Modern multi-processors optimize the running speed of programs using a variety of techniques, including caching, instruction reordering, and branch speculation. While those techniques are perfectly invisible to sequential programs, such is not the case for concurrent programs that execute several threads and share memory: threads do not share at every point in time a single consistent view of memory. A weak memory model offers only weak consistency guarantees when reasoning about the permitted behaviors of a program. Until now, there have been two kinds of such models, based on different mathematical foundations: axiomatic models and operational models.

Axiomatic models explicitly represent the dependencies between the program and memory actions. These models are convenient for causal reasoning about programs. They are also well-suited to the simulation and testing of hardware microprocessors.
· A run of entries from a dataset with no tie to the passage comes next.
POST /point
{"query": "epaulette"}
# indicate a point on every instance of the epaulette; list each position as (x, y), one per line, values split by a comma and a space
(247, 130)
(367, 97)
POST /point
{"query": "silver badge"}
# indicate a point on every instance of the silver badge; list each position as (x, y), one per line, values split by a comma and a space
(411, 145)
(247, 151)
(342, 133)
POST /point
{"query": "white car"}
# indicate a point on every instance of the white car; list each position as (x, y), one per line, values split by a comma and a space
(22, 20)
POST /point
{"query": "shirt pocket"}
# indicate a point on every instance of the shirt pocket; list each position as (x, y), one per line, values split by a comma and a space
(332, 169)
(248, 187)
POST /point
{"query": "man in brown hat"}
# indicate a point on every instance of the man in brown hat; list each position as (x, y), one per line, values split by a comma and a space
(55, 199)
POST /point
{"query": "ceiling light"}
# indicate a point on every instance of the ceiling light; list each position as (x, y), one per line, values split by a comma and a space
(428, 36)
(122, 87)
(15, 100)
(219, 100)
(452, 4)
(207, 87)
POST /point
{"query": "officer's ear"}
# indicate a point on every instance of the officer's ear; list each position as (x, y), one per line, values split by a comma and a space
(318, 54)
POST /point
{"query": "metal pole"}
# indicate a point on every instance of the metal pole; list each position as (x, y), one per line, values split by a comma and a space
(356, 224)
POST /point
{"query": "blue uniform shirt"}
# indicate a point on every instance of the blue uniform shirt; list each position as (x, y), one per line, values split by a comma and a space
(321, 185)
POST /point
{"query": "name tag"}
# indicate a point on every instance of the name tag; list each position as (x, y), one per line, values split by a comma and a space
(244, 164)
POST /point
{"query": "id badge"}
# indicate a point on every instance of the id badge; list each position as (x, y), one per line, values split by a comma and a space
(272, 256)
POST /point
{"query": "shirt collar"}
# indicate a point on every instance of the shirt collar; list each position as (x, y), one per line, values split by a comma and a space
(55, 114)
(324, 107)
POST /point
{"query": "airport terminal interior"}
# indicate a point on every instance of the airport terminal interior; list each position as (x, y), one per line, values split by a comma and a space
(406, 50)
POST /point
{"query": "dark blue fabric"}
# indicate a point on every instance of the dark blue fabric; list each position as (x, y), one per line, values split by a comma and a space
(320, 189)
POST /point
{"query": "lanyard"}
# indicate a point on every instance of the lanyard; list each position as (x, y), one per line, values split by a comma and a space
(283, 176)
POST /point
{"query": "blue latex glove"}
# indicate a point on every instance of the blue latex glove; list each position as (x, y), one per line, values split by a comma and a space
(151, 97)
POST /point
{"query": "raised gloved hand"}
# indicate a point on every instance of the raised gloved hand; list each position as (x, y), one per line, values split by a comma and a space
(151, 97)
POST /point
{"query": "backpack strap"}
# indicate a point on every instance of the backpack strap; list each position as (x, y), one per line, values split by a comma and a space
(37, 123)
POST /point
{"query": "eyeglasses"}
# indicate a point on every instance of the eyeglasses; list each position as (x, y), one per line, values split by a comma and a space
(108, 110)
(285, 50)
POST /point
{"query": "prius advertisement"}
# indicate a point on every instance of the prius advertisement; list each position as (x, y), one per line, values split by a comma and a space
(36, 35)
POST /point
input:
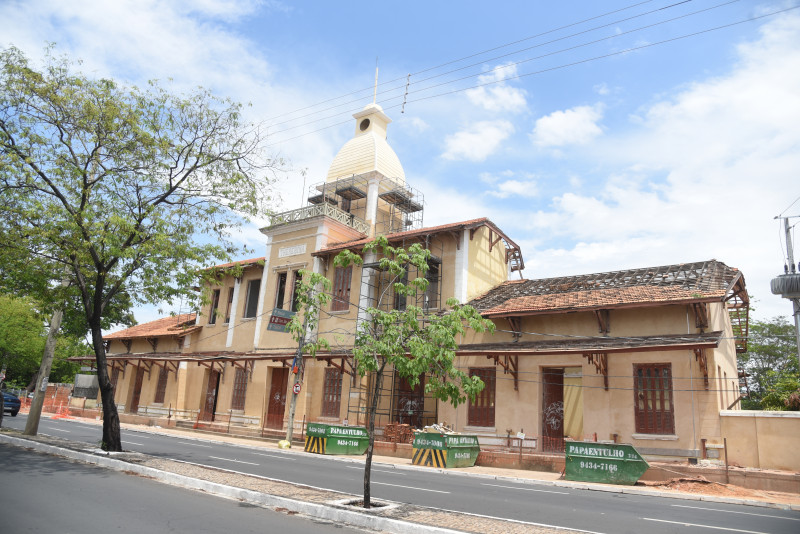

Operational models represent program states directly, thus can be used to reason on programs: program logics become applicable, and the reasoning behind nondeterministic behavior is much clearer. This makes them preferable for reasoning about software.

Jean-Marie Madiot has been collaborating with weak memory model expert Jade Alglave and concurrent game semantics researcher Simon Castellan in order to unify these styles, in a way that attempts to combine the best of both approaches. The first results are a formalisation of TSO-style architectures using partial-order techniques similar to the ones used in game semantics, and a proof of a stronger-than-state-of-art “data-race freedom” theorem: well-synchronised programs can assume a strong memory model.

Since October 2019, Luc Maranget and Jean-Marie Madiot are advising a PhD candidate, Quentin Ladeveze. His goal is to further generalize and formalize weak memory models. This involves reasoning about linearizations of interdependent acyclic relations.

This is a first step towards tractable verification of concurrent programs, combining software verification using concurrent program logics, in the top layer, and hardware testing using weak memory models, in the bottom layer. Our hope is to leave no unverified gap between software and hardware, even (and especially) in the presence of concurrency.